Ricardinho é muito querido na Argentina, por onde ficou durante anos, sendo idolatrado por lá, mesmo com os excelentes jóqueis argentinos em atividade na sua época.
Eis a entrevista:
Jorge Ricardo é uma celebridade mundial. Faz parte da grande história do nosso território e aqueles de nós que o conhecem sabem da sua humildade e do seu compromisso com a atividade.
Em um diálogo telefônico, resgatamos esses conceitos que nos contam sobre seu presente pessoal e profissional e o futuro próximo.
DTUP: Pouco mais de sete anos depois que ele se tornou o jóquei mais vencedor da história do território mundial, que memórias ele valoriza esses dias?
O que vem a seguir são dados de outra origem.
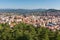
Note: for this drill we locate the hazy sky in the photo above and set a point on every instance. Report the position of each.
(30, 4)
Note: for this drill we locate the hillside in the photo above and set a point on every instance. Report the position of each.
(33, 11)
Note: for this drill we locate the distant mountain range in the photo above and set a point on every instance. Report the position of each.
(32, 12)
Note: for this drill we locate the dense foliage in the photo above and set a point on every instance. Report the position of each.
(24, 31)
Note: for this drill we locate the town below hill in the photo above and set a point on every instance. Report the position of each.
(41, 12)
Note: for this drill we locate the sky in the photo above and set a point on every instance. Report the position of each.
(30, 4)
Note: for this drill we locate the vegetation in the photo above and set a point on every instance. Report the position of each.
(24, 31)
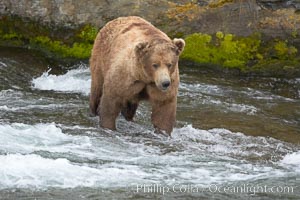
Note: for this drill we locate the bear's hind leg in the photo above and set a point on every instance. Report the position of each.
(164, 115)
(128, 111)
(96, 93)
(109, 111)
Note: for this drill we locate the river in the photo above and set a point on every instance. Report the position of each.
(236, 138)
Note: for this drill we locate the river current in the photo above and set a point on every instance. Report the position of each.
(236, 138)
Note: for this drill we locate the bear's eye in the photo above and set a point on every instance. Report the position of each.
(155, 65)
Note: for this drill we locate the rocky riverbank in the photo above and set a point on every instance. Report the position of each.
(262, 34)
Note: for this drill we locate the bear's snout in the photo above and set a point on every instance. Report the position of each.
(165, 84)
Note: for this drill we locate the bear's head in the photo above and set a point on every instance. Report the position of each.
(159, 60)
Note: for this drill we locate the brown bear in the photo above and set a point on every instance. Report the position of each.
(132, 61)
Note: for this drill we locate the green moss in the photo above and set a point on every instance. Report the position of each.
(285, 52)
(222, 49)
(77, 50)
(243, 53)
(60, 43)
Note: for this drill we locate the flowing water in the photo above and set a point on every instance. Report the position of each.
(236, 138)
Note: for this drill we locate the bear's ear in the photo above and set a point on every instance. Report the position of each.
(179, 43)
(141, 48)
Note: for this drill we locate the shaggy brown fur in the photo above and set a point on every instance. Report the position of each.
(132, 61)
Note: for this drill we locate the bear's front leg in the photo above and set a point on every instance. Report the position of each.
(164, 115)
(109, 111)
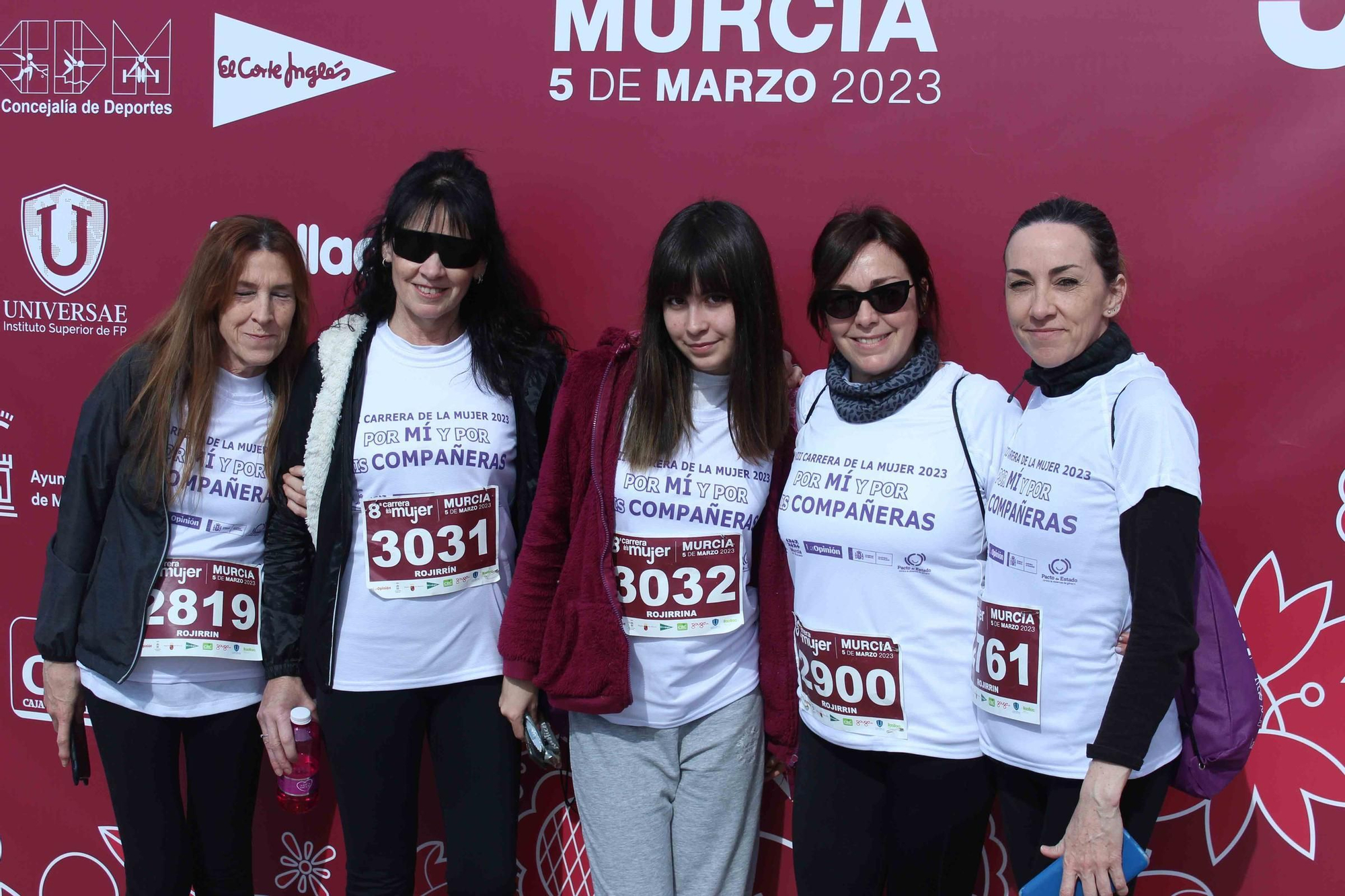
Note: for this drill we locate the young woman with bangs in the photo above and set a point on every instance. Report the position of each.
(638, 602)
(163, 516)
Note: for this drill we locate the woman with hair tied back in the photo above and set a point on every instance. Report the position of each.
(420, 420)
(1093, 529)
(883, 533)
(640, 603)
(150, 606)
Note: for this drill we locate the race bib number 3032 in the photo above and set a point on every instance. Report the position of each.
(1007, 670)
(675, 587)
(851, 682)
(204, 608)
(424, 545)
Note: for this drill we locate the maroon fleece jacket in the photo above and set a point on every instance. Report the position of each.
(563, 623)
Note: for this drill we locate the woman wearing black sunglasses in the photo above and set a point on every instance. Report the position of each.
(883, 530)
(420, 419)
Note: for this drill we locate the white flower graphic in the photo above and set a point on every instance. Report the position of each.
(306, 865)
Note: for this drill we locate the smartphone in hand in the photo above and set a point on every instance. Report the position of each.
(1133, 860)
(79, 751)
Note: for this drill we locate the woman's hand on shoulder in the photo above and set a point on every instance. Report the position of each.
(295, 497)
(64, 700)
(793, 372)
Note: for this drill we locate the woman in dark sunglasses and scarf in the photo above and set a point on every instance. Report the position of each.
(883, 529)
(420, 419)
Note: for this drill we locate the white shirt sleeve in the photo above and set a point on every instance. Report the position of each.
(1156, 442)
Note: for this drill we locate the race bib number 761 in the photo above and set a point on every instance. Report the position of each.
(1007, 671)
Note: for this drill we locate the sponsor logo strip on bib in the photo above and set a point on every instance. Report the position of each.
(204, 607)
(426, 545)
(851, 682)
(1007, 673)
(675, 587)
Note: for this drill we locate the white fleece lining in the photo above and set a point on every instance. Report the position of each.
(336, 353)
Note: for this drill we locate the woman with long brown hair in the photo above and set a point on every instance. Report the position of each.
(151, 600)
(638, 603)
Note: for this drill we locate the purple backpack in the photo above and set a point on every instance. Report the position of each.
(1221, 702)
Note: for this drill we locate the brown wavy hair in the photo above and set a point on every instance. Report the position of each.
(185, 348)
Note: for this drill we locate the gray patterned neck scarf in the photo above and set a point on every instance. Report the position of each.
(880, 399)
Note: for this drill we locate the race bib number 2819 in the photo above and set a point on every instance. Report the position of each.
(204, 608)
(426, 545)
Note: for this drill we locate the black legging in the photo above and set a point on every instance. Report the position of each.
(170, 850)
(375, 740)
(868, 819)
(1036, 810)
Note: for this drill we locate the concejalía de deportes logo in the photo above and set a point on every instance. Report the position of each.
(69, 67)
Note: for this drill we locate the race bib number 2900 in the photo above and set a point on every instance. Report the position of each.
(1007, 671)
(851, 682)
(204, 608)
(673, 587)
(424, 545)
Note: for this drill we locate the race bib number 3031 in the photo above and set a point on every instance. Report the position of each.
(851, 682)
(1007, 670)
(675, 587)
(204, 608)
(424, 545)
E qual é a sua corrente pessoal e profissional?
JR: Lembro–me que era um momento esperado, de muita alegria e satisfação. Um dia procurado por muitos anos. Eu tinha feito isso em algumas ocasiões, mas, devido a problemas de saúde na profissão, eu estava perdendo a condição de ser o jóquei mais vencedor do mundo. Eu a recuperei em 2018. Foi uma grande alegria. Um objetivo alcançado. Uma grande conquista dentro da minha profissão. Atualmente estou correndo no Brasil, Argentina, Peru, Venezuela. Para onde eles me convidam eu vou porque, realmente, o gramado é a minha vida. – É uma paixão. Hoje, apesar da idade, ainda me sinto capaz de continuar competindo. Também é uma glória ainda ser ativo.
DTUP: Em que país você está competindo e como você vê a situação atual do território sul–americano?
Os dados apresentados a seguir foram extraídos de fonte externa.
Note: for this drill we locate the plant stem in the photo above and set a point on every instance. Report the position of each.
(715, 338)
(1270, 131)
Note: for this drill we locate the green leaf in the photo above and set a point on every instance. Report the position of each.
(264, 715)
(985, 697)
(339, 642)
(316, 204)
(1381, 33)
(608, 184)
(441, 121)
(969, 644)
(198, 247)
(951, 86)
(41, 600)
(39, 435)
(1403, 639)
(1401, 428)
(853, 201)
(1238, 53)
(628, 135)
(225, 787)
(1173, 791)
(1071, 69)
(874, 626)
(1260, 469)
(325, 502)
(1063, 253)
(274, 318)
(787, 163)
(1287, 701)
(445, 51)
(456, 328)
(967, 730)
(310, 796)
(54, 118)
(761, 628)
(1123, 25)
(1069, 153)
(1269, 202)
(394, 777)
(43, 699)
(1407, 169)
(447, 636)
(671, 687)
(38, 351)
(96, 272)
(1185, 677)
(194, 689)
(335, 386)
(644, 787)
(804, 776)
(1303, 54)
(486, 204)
JR: Estou competindo no Brasil. Atualmente no Rio de Janeiro e São Paulo. E também corro nos outros países que me convidam. Vejo hoje que a atividade de turfe é muito boa. Como tudo o mais, há países que estão indo bem, e há outros com problemas. Embora olhando para ele em sua totalidade, eu não acho que a realidade do turfe sul–americano é muito boa. Eu acho que pode ficar melhor, e crescer um pouco mais. Isso é o que queremos que fazemos parte disso.
DTUP: Com quase 64 anos, com uma carreira rica e longa, tendo alcançado tudo o que um jóquei pode alcançar, o que ele o mantém com essa vitalidade e aqueles desejos de continuar competindo?
JR: Eu amo o que faço. Adoro competir, corridas de cavalos. E o mais importante, eu me sinto bem fisicamente e mentalmente, com a saúde para continuar competindo. Vou continuar por pelo menos um tempo mais. É uma questão de paixão e amor.
DTUP: Quais são os seus planos para o futuro próximo? O retiro está próximo ou podemos desfrutar de Ricardinho por mais algum tempo?
JR: Eu pretendo fazer algo ligado ao turfe. – O que é exatamente? Não posso dizer com certeza. Eu também não tenho uma ideia fixa para a aposentadoria. Acho que não é muito longe. Acho que está alguns anos à frente. Você pode desfrutar de um pouco mais de Ricardinho. Mas não há certezas. Vou fazer um pouco mais nas pistas, porque é a minha vida e eu gosto disso.
DTUP: Uma mensagem para o público argentino que o ama e o respeita, e gosta de suas performances, toda vez que nos visita para montar um puro sangue.
JR: Agradeço ao público argentino pelo carinho, pelo respeito, pela vibração, por essa paixão pelas corridas de cavalos. Na Argentina, o turfe é muito forte e muito competitivo. Eles têm grandes jóqueis e cavalos, grandes profissionais e proprietários. Será um prazer poder voltar para a Argentina e trabalhar com eles.